Tuberculose Pulmonar: Manejo e Conduta pelo PNCT

HOC - Hospital de Olhos de Conquista (BA) — Prova 2015

Enunciado

Mulher de 33 anos chega à unidade básica de saúde encaminhada por unidade de urgência. Entrega um receituário com prescrição do início de tratamento de Tuberculose. A radiografia de tórax mostra cavitação de 2 cm de diâmetro em ápice de hemitórax direito e exame de pesquisa do bacilo álcool-ácido resistente positivo (BAAR +++). O peso da paciente não está anotado.
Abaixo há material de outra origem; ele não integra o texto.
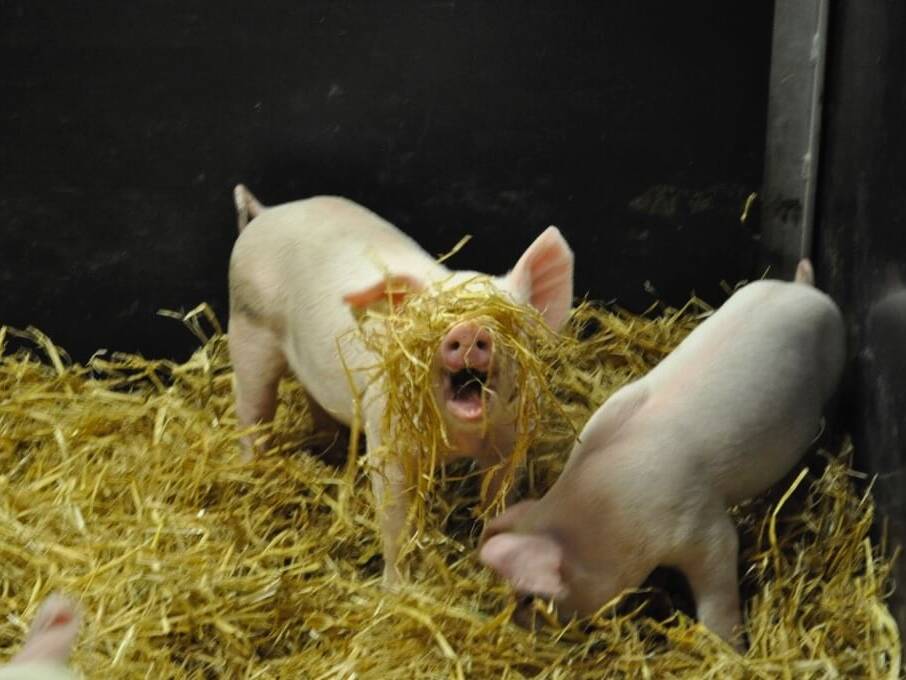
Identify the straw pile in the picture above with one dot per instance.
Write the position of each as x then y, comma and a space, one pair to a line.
121, 484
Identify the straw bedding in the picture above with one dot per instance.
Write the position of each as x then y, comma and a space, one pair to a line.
121, 483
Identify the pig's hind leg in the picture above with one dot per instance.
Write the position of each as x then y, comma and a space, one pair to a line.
258, 363
709, 563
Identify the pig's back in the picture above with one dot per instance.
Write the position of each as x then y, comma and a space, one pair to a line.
292, 266
745, 391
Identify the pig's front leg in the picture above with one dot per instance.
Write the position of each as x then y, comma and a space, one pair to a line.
710, 566
391, 501
258, 365
391, 498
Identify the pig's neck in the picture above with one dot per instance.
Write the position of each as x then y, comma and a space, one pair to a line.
495, 442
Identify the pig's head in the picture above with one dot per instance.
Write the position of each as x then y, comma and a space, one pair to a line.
473, 373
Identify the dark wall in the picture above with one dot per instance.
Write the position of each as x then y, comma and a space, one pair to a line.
861, 241
637, 127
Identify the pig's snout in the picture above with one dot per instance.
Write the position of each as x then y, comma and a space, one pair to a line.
467, 345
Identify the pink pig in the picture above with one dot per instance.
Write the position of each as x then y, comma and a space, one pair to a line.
48, 645
297, 272
720, 420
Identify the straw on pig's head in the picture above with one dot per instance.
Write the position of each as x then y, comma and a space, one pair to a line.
454, 359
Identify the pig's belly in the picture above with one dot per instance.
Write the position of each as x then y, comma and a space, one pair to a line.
320, 371
748, 449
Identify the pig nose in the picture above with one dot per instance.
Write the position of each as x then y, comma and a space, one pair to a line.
467, 345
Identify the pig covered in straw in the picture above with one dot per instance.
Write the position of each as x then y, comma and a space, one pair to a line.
299, 274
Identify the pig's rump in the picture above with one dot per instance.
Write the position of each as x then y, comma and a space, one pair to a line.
745, 390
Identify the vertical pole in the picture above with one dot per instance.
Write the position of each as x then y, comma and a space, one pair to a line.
861, 243
793, 132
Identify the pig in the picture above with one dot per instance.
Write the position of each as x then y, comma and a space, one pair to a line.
48, 644
721, 419
300, 270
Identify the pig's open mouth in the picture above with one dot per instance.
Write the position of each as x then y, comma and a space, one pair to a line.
463, 393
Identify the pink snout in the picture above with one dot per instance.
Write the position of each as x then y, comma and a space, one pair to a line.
467, 345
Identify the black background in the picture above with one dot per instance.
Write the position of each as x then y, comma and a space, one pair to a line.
636, 127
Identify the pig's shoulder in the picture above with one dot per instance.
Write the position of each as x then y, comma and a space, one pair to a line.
619, 409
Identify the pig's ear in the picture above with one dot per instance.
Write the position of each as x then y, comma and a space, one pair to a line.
532, 563
543, 276
396, 287
247, 206
52, 633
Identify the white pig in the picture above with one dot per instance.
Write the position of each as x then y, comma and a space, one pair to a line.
296, 273
48, 644
726, 415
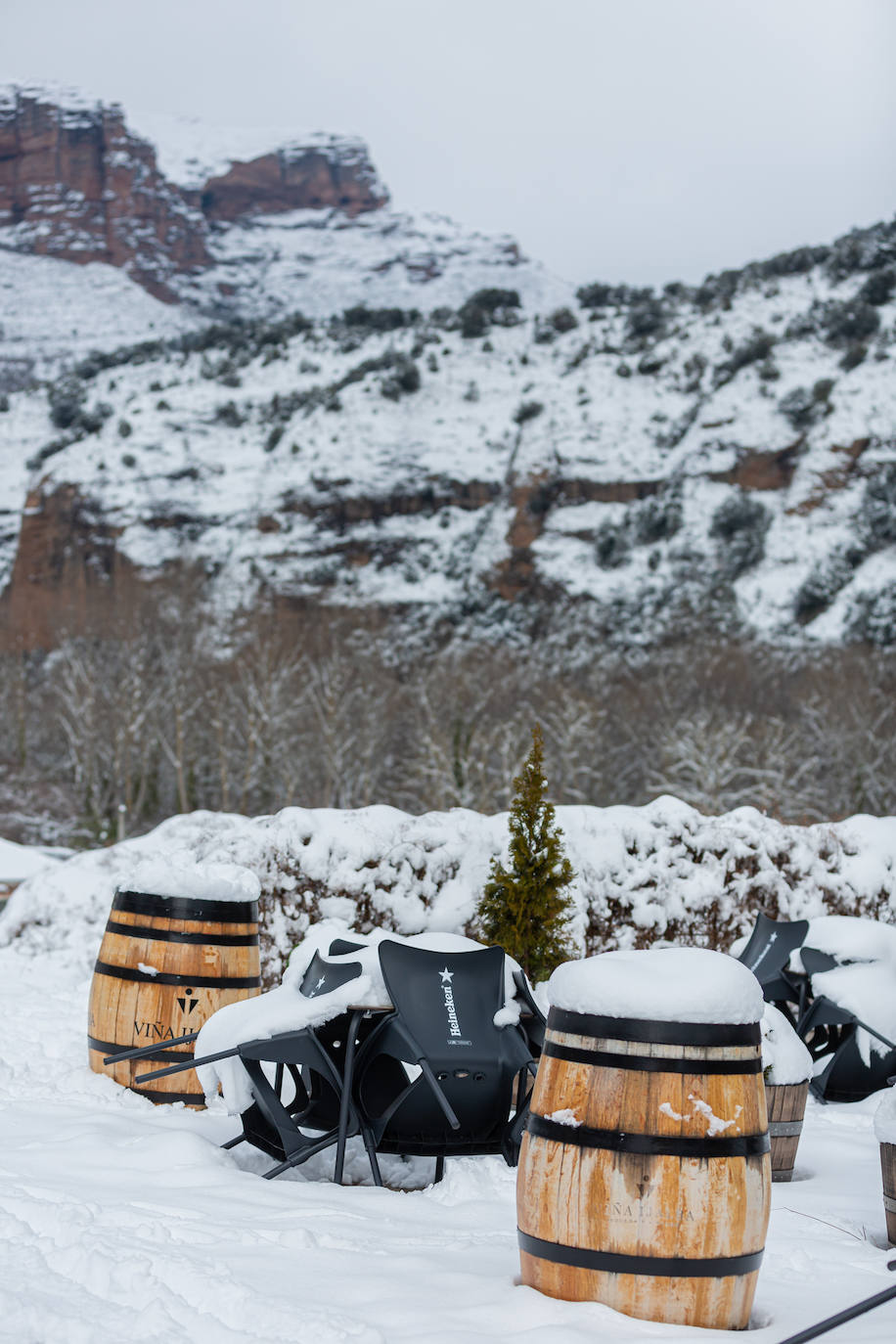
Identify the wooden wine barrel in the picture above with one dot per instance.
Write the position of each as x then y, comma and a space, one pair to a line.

A conduta CORRETA, segundo o Programa Nacional de Controle da Tuberculose é: 

Alternativas

  1. A) reiniciar a investigação com a realização de uma cultura de escarro.
  2. B) encaminhá-la para a farmácia para a dispensação da medicação (autoadministrado), agendar retorno em 30 dias e buscar todos os contatos domiciliares. 
  3. C) reinvestigar o caso, buscando confirmação clínica epidemiológica, realizar a notificação compulsória na suspeita da doença e investigar os contatos domiciliares.  
  4. D) realizar acolhimento e avaliação clínica adequada, iniciar o uso do tratamento diretamente observado (supervisionado), notificar o caso e investigar os contatos. 

Pérola Clínica

Tuberculose BAAR +++ → Iniciar TDO, notificar, investigar contatos e acolher paciente.

Resumo-Chave

Em casos de tuberculose pulmonar com BAAR positivo, a conduta correta pelo PNCT inclui acolhimento, início imediato do Tratamento Diretamente Observado (TDO), notificação compulsória do caso e investigação ativa dos contatos domiciliares para prevenção da disseminação.

Contexto Educacional

A tuberculose (TB) é uma doença infecciosa crônica causada pelo Mycobacterium tuberculosis, sendo um grave problema de saúde pública global. No Brasil, o Programa Nacional de Controle da Tuberculose (PNCT) estabelece as diretrizes para o diagnóstico, tratamento e controle da doença, com foco na redução da morbimortalidade e na interrupção da cadeia de transmissão. O diagnóstico da tuberculose pulmonar é feito pela baciloscopia de escarro (BAAR), cultura e, quando disponível, testes moleculares rápidos. A presença de cavitação na radiografia de tórax e BAAR +++ indica uma forma ativa e altamente transmissível da doença. A conduta inicial, conforme o PNCT, exige acolhimento do paciente, avaliação clínica completa e início imediato do tratamento. O Tratamento Diretamente Observado (TDO) é a estratégia preferencial para garantir a adesão e o sucesso terapêutico. Além disso, a notificação compulsória do caso é obrigatória para fins de vigilância epidemiológica, e a investigação de contatos domiciliares e próximos é fundamental para identificar e tratar precocemente outras pessoas expostas, prevenindo a disseminação da doença na comunidade.

Perguntas Frequentes

Qual a importância do Tratamento Diretamente Observado (TDO) na tuberculose?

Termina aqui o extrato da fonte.